Today Academic Karma comes out of beta with the launch of a new website and we thought it was the perfect opportunity to explain what we think is wrong with peer review, why this is bad for science and how Academic Karma aims to fix peer review.
Peer-review is – at its best – a cornerstone of science. Good peer review identifies potential weaknesses in scientific work, encourages authors to do further work to provide convincing evidence if necessary, and helps to ensure that details required for others to understand and replicate experiments are presented. Good peer-review should lead to greater reproducibility and fewer retractions.
While publication is heavily incentivized – and publication rates continue to grow dramatically (e.g. doi:10.1371/journal.pone.0068397 ) – there are meagre rewards for good peer-review. Editors recount stories of prolific scientists who barely peer-review at all. The reviewing academics do is largely on the basis a sense of duty or friendly coercion from editors. As a result peer review is rarely prioritised and leads to long delays in publishing.
As explained in our animation and faq, Academic Karma is a universal peer review platform. This means that as a reviewer, you could now do all your reviewing, for whatever journal, using Academic Karma. You would then have a complete copy of all your peer review in a single place, and you would have a public profile listing the number of times per calendar year you reviewed for each journal. Unfortunately there is currently one caveat – the journal has to accept your review via email. Academic Karma will customise the review form to match the format required by any journal, which in our experience makes it possible for most journals to accept the review. If the journal is not willing to process a review which contains all the relevant information simply because you sent it via email, then do you really want to review for that journal anyway?
But the point of this blog is not to sell you on why you should use Academic Karma to improve your experience of peer-review (although we think it will!) but how a universal peer review platform like Academic Karma can help fix peer-review.
The first way is that it can change the incentive structure around reviewing. Academic Karma does this using a reviewing currency (which we call karma). When you review you earn karma, and when your manuscript is reviewed you pay karma. By keeping a positive balance you are reviewing enough to support the rate at which you are publishing. As an extra incentive, if you have a positive balance you can see reviews for your paper as soon as they are completed by the reviewer (i.e. without waiting for all of the other reviewers and editors to finish). Karma can then be awarded either on the basis of timeliness and quality of a review. We are currently transferring karma on the basis of reviews completed within 10 days (50 karma) or 20 days (25 karma) to incentivise timeliness, but it would be possible to incorporate quality measures into this transfer.
The second way is that it keeps a publicly visible profile of an academic’s contribution as a reviewer. This provides extra visibility for reviewing activity, which we hope over time will be incorporated into the ways in which academics are evaluated.

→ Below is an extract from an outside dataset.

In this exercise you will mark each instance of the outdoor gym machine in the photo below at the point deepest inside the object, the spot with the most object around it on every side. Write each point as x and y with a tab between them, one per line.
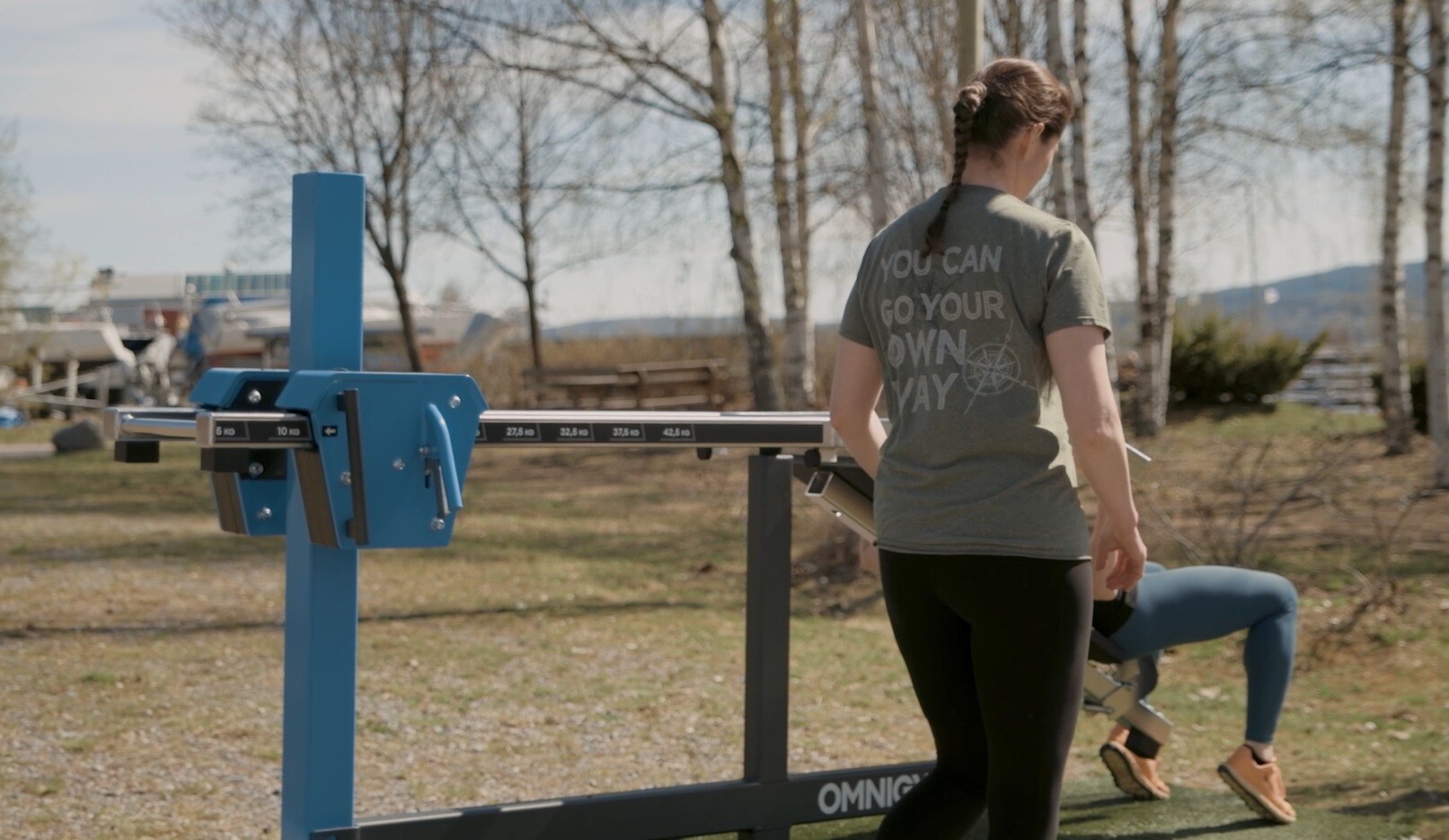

The third way is that it decouples co-ordination of peer review from publishing. We sometimes mistakenly believe that we are peer reviewing ‘for’ a particular journal, when in fact we are peer reviewing for our peers, and for the scientific literature and science in general. However, peer review as a process has become something which is tightly tied to a journal. As a result, authors often have to re-start the peer review process with completely new reviewers when they submit a revised manuscript, even when many of the revisions have been done in response to reviewers reviewing ‘for’ the first journal. A universal peer review platform allows authors to keep the same reviewers even when resubmitting to a different journal. More broadly, however, it is worth noting that journals have not had to innovate much in terms of peer review – there has been substantially more innovation in other areas of publishing. By decoupling peer review co-ordination from publishing (while still allowing complete editorial control), it suddenly becomes possible to innovate purely in the area of peer review. This is exactly what Academic Karma is going to have to do if it is going to succeed in building a critical mass of enthusiastic peer-reviewers.
You can now sign in and register at Academic Karma using your ORCID credentials – so there is no need to remember yet another password/username. We hope this platform is a big step towards fixing peer review, but at the end of the day it is just a platform and we really need your support to turn it into a movement for reforming peer review.